Nothing therein conflicts with section 8 — 2001(a) of the Code (pertaining to examination of records).

“(g) Failure to comply with the time limit requirement of this [s]ection shall subject the denying party to expenses and reasonable attorneys’ fees incurred in connection with any court ordered enforcement of the provisions of this [selection.” 735 ILCS 5/8— 2001(g) (West 2008).

The majority finds the Commission subpoena unlawful because it is confiscatory of defendant’s property. However, this subpoena is lawful and comports with the statutes and regulations. All subpoenas, whether issued by the Commission or a court, are to be accompanied by a $20 handling charge. See Solon v. Midwest Medical Records Ass’n, 236 Ill. 2d 433, 925 N.E.2d 1113 (2010) (interpreting sections 8 — 2001 and 8 — 2003 of the Code (735 ILCS 5/8 — 2001, 8 — 2003 (West 2004))). The statutes contemplate a later bill for copying expenses at the time of production.

“The person *** requesting copies of records shall reimburse the facility or the health care practitioner at the time of such copying for all reasonable expenses, including the costs of independent copy service companies, incurred in connection with such copying ***.” 735 ILCS 5/8 — 2001(d) (West 2008).

Because section 7050.5(b) of Title 50 of the Administrative Code is invalid, section 8 — 2001(d) of the Code (735 ILCS 5/8 — 2001(d) (West 2008)) applies and the statutory costs for copying should have been awarded as set forth therein.

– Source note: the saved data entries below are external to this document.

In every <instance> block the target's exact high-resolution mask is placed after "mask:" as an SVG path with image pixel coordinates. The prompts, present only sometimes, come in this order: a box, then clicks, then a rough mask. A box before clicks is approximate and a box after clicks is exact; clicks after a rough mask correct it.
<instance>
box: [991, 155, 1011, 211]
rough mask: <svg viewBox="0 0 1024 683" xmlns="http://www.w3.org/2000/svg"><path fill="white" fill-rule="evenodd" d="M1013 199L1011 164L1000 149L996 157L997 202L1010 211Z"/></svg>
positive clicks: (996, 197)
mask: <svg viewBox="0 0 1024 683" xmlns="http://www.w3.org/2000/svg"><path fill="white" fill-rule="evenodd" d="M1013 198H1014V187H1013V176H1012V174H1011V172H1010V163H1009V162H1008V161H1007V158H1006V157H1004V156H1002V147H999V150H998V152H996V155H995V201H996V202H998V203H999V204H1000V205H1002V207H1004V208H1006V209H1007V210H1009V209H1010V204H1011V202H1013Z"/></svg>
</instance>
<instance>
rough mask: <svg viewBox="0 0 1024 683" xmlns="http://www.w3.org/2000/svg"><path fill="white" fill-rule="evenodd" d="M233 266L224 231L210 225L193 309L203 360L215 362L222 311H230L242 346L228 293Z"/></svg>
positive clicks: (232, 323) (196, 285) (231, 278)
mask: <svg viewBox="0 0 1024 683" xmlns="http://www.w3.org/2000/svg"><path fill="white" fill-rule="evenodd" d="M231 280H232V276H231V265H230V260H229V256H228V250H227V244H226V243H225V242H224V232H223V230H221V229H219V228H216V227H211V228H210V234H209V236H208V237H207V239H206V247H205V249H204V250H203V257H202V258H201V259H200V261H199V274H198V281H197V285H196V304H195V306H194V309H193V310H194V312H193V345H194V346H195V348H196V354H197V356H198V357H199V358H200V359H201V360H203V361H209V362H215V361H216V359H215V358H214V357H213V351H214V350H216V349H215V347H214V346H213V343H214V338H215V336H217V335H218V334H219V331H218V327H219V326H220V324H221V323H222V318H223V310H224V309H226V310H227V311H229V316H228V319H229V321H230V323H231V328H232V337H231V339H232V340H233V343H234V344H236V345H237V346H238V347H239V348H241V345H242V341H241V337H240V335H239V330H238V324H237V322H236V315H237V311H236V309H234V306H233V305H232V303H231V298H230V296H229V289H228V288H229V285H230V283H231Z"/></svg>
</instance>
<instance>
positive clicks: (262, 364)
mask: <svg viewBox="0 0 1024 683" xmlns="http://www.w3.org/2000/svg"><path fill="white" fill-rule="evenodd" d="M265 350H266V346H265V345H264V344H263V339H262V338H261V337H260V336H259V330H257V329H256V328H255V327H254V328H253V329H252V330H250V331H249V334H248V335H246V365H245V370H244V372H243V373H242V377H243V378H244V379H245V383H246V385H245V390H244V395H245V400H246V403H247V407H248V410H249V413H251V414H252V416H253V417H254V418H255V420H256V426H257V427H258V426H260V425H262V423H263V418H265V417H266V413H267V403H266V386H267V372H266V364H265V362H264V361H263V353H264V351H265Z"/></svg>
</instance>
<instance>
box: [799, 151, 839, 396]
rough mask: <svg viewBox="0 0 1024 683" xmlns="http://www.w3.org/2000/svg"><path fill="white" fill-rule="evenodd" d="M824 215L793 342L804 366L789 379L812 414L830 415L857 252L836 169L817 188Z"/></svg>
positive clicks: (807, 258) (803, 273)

Further, the rules of civil procedure apply as stated so long as they do not conflict with the Workers’ Compensation Act. The provision for patient authorization in the Code the majority references does so conflict. Moreover, the physician-patient privilege does not apply to these records since these records are exempted by virtue of the employee having filed his workers’ compensation cause of action.

“No physician or surgeon shall be permitted to disclose any information he or she may have acquired in attending any patient in a professional character, necessary to enable him or her professionally to serve the patient, except *** (4) in all actions brought by or against the patient, his or her personal representative, a beneficiary under a policy of insurance, or the executor or administrator of his or her estate wherein the patient’s physical or mental condition is an issue ***.” 735 ILCS 5/8 — 802 (West 2008).

The majority concedes that HIPAA does not apply

Clearly, defendant failed to timely comply since, as plaintiff stated at orals, the records were produced at the hearing but plaintiff was neither shown the records nor permitted to copy them. The best practice in the future would be for all parties to agree in advance to reasonable copying costs being charged by the medical provider. However, the Commission also needs to amend its standard regulations to so state. Many statutes require fees of witnesses to be the same as fees for witnesses before the circuit court (see, e.g., 225 ILCS 320/22 (West 2008) (Illinois Plumbing License Act provision relating to witnesses at hearings, subpoenas, and fees); 210 ILCS 125/17 (West 2008) (Swimming Facility Act provision providing for subpoenas and witness fees); 55 ILCS 5/3 — 14043 (West 2008) (Counties Code pertaining to officers and employees in Cook County providing for subpoenas and witness fees)), yet the Workers’ Compensation Act does not. The Commission needs to clearly establish specific appropriate fees for witnesses, production of medical records, and photocopies consistent with the workers’ compensation statute and Code of Civil Procedure.

For these reasons, this matter should be remanded for the assessment of sanctions, including fees and costs.